Brexit Brief: Will parliament take back control?

The U.K. government wants to postpone its March 29 exit from the European Union, but Prime Minister Theresa May cannot say so openly, according to one of the senior parliamentarians.

Yvette Cooper, the chair of parliament’s Home Affairs committee, is leading a new effort within the U.K. legislature to get a postponement. She told the BBC this morning she believes May and other government ministers privately support the idea.

The UK’s Brexit policy is essentially deadlocked following the prime minister’s crushing defeat on her Brexit plans on January 15. Cooper, a politician from the UK’s opposition Labour Party, will put her proposal to parliament today, after a scheduled address from May on what her next steps will be.

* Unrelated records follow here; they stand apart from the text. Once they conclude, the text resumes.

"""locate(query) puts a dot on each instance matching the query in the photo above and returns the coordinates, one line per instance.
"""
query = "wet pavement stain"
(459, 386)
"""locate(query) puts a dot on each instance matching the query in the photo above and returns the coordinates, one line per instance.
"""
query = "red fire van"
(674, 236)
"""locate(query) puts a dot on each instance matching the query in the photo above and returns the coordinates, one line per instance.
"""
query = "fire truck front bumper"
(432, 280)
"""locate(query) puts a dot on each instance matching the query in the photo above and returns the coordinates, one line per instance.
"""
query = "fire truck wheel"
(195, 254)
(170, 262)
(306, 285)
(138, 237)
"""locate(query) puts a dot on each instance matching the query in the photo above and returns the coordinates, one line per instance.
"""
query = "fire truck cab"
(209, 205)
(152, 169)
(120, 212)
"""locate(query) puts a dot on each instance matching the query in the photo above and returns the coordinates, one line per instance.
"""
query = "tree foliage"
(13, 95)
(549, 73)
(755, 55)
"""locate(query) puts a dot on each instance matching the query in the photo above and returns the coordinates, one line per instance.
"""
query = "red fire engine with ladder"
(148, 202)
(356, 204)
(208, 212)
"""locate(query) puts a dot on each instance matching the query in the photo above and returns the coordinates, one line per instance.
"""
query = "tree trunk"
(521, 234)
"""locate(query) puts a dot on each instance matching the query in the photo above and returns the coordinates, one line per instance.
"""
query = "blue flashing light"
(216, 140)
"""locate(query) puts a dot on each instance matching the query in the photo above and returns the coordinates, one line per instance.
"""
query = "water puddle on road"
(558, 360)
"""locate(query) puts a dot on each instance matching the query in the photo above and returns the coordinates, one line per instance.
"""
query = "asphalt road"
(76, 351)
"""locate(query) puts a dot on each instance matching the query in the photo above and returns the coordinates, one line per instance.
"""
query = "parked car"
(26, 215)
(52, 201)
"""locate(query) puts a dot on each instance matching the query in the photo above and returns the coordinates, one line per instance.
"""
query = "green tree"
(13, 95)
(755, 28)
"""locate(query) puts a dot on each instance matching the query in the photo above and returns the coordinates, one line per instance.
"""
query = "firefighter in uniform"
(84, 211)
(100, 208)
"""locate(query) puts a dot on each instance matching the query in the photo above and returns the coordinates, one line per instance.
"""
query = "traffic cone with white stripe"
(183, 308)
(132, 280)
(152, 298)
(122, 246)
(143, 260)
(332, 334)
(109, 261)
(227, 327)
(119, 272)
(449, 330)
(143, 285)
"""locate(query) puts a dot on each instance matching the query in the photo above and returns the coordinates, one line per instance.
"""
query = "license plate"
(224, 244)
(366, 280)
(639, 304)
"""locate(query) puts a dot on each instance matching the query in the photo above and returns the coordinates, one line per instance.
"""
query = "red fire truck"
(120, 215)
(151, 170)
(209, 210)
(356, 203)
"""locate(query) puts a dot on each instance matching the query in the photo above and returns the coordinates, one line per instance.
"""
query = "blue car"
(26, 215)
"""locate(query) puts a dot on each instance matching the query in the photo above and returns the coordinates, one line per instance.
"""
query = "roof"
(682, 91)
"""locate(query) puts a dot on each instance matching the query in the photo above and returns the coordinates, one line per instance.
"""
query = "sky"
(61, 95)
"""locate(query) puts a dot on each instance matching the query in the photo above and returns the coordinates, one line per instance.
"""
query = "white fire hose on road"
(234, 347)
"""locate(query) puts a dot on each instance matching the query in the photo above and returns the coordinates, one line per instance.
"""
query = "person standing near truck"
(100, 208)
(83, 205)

Another proposal, from pro-European rebel Conservative Dominic Grieve, would give parliament the power to hold a series of “indicative votes” to determine what form of Brexit could command majority support.

The pound was trading largely flat this morning, as May faces her latest parliamentary showdown. The British currency fell 0.02% to $1.2871 as of 12:51 GMT.

The days ahead: what to watch for…

Monday, Jan 21: Theresa May’s statement in Parliament on how she will proceed after the defeat of her Brexit plans. It is expected she will seek further concessions from the EU, and present her plans again, but EU politicians have indicated they will hold firm. And during the week ahead, MPs will now have the opportunity to put their own proposals.

Tuesday, Jan 29: MPs will vote on May’s proposal and others. The U.K. parliament is believed to have a majority against the idea of crashing out of the EU without any withdrawal agreement in place, with many MPs fearing serious economic disruption.

On January 8, a thin majority of MPs voted against giving the government extra money to prepare for such a “no deal” outcome – a symbolic vote intended to demonstrate this majority exists. That could also produce a vote in favor of Cooper’s proposal to delay. But “no deal” remains the default outcome on March 29 if no other steps are taken.